Lit Sensation, Italian Style 25-year-old Viola di Grado is making waves with her stateside debut

When we asked the Sicilian-born author Viola Di Grado if she identifies herself as a rebel among her literary peers, she responded, “Of course. I don’t like to follow the well-known paths.” The 25-year-old writer, who recently earned a master’s degree in East Asian languages from the University of London, has long been attuned to the symbolic power of the written word. At the age of five she wrote her first short story. “It was about a bear that kept trying to kill himself but never succeeded,” she says.

That impulse toward dark themes is evident in her first novel, 70% Acrylic 30% Wool (the English translation is now out from Europa Editions). The plot follows Camelia, a troubled young Italian woman who is more likely to cut apart flowers “without mercy” than admire them. She lives in Leeds with her mother, a famous concert flute player. After the sudden death of Camelia’s father, their lives spiral downward; she drops out of college, and her mother becomes depressed and mute. But Camelia meets Wen, a Chinese shopkeeper, and as their relationship unfolds, she has the opportunity to start her life afresh—it’s just a matter of her actually choosing to do so.

We recently caught up with Di Grado, who is currently in Rome teaching English to soldiers, just as her novel was making its American debut.

When and how did you realize you wanted to be a writer?
I never decided to be a writer. It was something that always felt necessary and implied, like being a human. Sometimes I feel like I’m not doing enough to serve my writing. Like when I was 8 years old, I signed a pact with myself that I would not talk until I was 17; I would only write until then. Fortunately I did not follow it.

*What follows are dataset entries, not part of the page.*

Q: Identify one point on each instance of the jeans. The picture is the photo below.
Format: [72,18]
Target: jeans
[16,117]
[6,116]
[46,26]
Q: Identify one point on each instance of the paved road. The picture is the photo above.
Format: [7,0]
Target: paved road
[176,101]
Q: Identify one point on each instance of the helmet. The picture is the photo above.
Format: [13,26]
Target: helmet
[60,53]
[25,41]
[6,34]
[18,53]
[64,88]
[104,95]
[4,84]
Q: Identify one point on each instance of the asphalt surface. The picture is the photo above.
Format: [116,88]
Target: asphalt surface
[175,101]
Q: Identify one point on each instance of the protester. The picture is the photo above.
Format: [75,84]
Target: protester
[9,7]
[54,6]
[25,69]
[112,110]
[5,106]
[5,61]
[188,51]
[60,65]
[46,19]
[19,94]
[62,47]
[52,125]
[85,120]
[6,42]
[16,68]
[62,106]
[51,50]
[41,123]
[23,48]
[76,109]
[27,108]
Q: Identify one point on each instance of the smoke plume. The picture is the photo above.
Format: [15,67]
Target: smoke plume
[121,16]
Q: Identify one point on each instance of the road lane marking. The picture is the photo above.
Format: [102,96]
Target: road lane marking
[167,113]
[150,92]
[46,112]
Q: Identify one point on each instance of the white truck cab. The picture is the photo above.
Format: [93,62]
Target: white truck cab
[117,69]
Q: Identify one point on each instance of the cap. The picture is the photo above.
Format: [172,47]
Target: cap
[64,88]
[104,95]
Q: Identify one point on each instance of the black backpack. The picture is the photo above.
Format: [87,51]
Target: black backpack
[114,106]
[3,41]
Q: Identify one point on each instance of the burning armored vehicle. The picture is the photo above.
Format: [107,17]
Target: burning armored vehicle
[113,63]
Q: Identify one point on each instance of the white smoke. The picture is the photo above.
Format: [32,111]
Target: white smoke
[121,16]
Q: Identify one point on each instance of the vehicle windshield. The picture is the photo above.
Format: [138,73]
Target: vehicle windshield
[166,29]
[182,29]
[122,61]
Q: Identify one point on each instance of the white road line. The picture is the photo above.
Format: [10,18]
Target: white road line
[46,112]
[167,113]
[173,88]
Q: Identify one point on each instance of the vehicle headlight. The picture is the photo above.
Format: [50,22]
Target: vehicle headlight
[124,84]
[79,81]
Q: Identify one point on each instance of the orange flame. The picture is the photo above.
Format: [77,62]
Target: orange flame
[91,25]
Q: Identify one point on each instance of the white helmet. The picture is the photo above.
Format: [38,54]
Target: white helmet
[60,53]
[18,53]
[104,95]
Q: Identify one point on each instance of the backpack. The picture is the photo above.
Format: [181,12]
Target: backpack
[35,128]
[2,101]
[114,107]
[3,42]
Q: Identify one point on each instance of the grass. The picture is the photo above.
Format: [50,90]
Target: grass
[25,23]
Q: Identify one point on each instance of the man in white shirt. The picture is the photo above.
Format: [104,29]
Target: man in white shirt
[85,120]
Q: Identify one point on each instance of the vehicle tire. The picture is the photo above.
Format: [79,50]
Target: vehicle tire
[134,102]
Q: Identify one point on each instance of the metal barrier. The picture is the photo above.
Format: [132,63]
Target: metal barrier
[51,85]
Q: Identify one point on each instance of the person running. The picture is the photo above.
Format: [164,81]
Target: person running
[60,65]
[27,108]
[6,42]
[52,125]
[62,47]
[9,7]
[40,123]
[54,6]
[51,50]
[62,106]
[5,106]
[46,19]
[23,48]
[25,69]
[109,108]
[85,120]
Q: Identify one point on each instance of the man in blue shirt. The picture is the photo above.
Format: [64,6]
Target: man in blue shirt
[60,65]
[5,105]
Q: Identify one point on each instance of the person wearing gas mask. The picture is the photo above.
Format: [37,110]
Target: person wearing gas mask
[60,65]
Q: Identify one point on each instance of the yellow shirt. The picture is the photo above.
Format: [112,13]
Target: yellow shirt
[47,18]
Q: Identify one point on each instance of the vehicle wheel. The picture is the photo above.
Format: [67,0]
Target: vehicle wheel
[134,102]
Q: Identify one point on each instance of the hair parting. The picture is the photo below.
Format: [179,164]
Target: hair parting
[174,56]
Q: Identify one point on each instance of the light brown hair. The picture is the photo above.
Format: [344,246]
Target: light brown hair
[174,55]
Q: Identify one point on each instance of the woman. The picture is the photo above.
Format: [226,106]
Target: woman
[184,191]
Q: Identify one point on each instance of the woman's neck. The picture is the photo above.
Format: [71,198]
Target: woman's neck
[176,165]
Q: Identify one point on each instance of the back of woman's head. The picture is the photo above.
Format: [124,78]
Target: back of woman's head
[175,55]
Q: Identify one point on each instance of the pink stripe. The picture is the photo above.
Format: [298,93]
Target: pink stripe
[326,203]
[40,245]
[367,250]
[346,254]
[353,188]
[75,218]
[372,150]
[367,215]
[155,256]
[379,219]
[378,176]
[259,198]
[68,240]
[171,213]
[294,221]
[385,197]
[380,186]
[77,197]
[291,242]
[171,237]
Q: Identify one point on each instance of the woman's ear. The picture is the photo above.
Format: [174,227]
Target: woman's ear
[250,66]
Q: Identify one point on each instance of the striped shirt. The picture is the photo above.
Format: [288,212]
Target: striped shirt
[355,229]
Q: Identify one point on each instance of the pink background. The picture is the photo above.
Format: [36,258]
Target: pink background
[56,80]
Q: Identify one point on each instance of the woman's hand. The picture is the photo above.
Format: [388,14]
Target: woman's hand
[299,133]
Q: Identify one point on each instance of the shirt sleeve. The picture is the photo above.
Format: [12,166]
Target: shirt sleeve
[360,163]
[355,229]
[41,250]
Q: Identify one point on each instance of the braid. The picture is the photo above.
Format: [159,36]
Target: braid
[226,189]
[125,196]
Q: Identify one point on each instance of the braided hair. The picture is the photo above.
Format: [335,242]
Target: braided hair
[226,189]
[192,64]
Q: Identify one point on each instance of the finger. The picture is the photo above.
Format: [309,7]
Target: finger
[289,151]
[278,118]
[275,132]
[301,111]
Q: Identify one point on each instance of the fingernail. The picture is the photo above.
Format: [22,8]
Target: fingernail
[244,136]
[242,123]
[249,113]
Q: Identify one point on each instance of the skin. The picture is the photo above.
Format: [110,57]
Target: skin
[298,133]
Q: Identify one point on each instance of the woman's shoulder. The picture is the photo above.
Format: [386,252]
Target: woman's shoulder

What is your creative process like?
It’s very chaotic. I feel like a shaman making himself ready to host the dreams and nightmares of other people. But it’s also very mathematical. I’m strict with myself: I want every tiny detail in the story to mirror the story’s totality, as in the Buddhist Indra’s net, where every single jewel reflects the light of all the others.

What makes you stand out from other published writers at your age?
I believe writing is about what fourth-century-B.C. Chinese philosopher Zhuangzi called “forgetting language.” That is, using words as if they are firsthand, virgin matter, without falling in the “fish traps” of convention. Literature has to be about destroying language and then reinventing it, and studying Chinese and Japanese—their being ideographic—helped me build a space where I can see language more clearly, where I can “forget.”

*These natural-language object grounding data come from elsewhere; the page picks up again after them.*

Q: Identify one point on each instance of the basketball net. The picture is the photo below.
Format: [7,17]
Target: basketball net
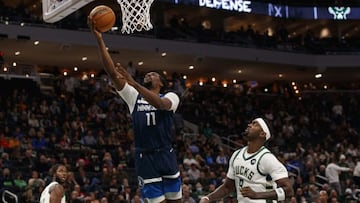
[135,15]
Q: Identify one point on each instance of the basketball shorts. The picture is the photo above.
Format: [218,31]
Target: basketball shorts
[158,174]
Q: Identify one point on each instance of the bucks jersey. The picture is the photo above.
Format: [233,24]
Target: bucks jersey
[45,195]
[255,171]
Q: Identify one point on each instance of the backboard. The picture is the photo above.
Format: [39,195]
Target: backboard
[55,10]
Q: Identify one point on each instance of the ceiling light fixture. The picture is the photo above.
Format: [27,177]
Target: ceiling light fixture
[319,75]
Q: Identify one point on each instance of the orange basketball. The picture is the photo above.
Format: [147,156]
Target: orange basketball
[103,18]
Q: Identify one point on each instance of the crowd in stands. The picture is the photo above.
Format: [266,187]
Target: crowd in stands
[84,125]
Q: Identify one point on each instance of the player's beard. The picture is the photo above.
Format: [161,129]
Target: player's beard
[148,84]
[59,180]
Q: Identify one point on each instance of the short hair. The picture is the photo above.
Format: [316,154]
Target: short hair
[53,169]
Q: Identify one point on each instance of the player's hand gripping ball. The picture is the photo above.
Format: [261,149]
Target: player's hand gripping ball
[103,18]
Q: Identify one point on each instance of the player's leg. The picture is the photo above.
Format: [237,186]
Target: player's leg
[172,189]
[172,185]
[150,181]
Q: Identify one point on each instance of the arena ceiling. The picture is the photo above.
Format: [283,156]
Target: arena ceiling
[204,67]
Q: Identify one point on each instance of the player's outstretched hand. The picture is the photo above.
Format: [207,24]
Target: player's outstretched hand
[122,72]
[248,192]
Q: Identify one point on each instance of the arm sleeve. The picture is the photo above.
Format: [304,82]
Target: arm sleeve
[272,166]
[129,95]
[174,100]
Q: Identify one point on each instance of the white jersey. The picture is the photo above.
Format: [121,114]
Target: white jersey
[258,171]
[45,195]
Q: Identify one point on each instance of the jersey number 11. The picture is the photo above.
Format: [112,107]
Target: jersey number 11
[150,119]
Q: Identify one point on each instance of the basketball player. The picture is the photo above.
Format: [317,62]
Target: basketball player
[54,192]
[250,169]
[152,116]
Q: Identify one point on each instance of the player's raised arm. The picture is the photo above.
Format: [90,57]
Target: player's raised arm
[57,193]
[109,65]
[151,93]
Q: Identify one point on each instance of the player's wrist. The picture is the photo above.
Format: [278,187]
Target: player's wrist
[205,198]
[280,193]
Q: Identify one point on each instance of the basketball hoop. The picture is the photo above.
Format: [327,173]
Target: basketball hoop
[135,15]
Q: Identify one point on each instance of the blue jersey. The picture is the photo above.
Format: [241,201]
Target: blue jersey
[155,159]
[152,127]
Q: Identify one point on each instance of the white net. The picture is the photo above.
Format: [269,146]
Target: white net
[135,15]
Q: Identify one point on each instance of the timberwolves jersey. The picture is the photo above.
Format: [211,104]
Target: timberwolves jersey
[255,171]
[45,195]
[152,127]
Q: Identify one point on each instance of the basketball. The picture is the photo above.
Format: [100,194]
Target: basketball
[103,18]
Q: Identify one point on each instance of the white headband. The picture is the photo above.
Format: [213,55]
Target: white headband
[264,127]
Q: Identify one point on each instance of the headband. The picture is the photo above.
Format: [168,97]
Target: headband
[264,127]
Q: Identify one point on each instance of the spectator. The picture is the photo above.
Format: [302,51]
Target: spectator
[332,172]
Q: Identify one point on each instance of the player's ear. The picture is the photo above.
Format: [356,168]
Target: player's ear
[263,135]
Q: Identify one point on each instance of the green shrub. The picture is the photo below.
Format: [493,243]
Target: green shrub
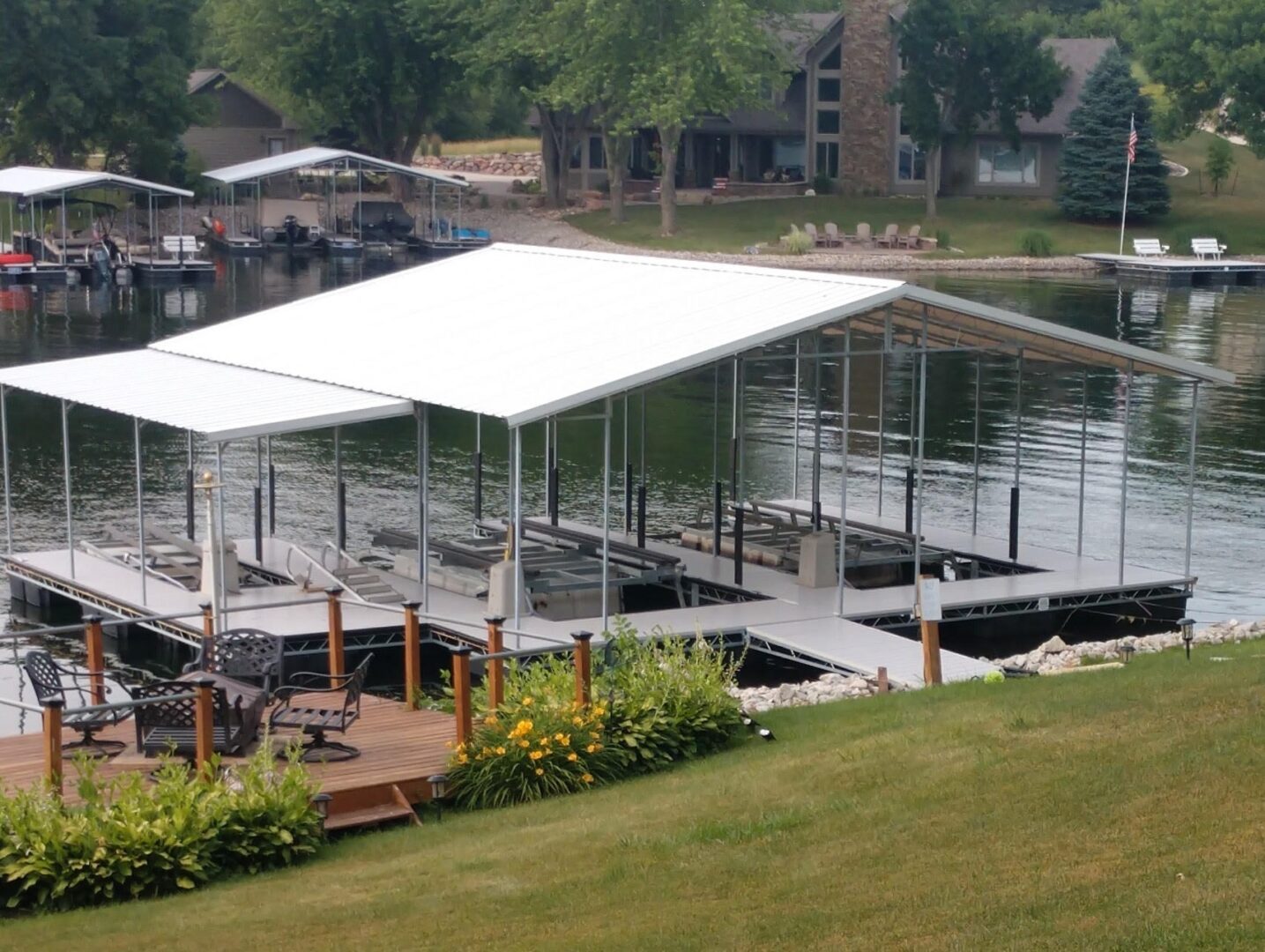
[130,838]
[1036,243]
[656,703]
[797,242]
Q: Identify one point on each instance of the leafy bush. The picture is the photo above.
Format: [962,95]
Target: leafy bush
[799,242]
[654,703]
[1036,243]
[130,838]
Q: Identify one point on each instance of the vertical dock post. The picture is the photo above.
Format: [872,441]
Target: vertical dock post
[462,692]
[95,643]
[584,668]
[412,654]
[53,742]
[204,724]
[495,666]
[337,661]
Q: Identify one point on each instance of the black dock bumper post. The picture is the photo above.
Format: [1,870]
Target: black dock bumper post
[640,516]
[1015,524]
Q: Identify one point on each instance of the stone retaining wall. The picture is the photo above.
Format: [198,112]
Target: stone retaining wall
[520,165]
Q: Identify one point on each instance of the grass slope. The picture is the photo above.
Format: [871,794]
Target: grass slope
[1114,809]
[978,227]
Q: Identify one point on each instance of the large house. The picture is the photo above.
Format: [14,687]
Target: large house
[834,119]
[242,124]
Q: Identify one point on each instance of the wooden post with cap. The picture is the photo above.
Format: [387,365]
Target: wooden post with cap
[584,668]
[53,744]
[412,654]
[93,640]
[204,722]
[495,666]
[337,663]
[462,692]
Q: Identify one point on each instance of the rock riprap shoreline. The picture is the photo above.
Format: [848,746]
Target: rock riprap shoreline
[1055,657]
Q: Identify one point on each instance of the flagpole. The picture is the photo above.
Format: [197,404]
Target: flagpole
[1128,166]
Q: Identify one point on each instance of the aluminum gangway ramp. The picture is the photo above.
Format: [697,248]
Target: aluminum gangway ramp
[843,645]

Your sense of style is really interesting. I’ve read that you’ve always dressed this way—and even raised eyebrows in your hometown—but what exactly inspires your fashion choices?
My style is just a way to put my body at my writing’s service. I wear my novels, that’s what I do, which basically means I always choose what to wear according to what I am writing at the moment. For example, during the [European] book tours for 70% Acrylic 30% Wool , I wore a parrot on my head to recall the one in the novel, and a pendant with an old painting showing a father and a daughter walking in the snow, as in the novel.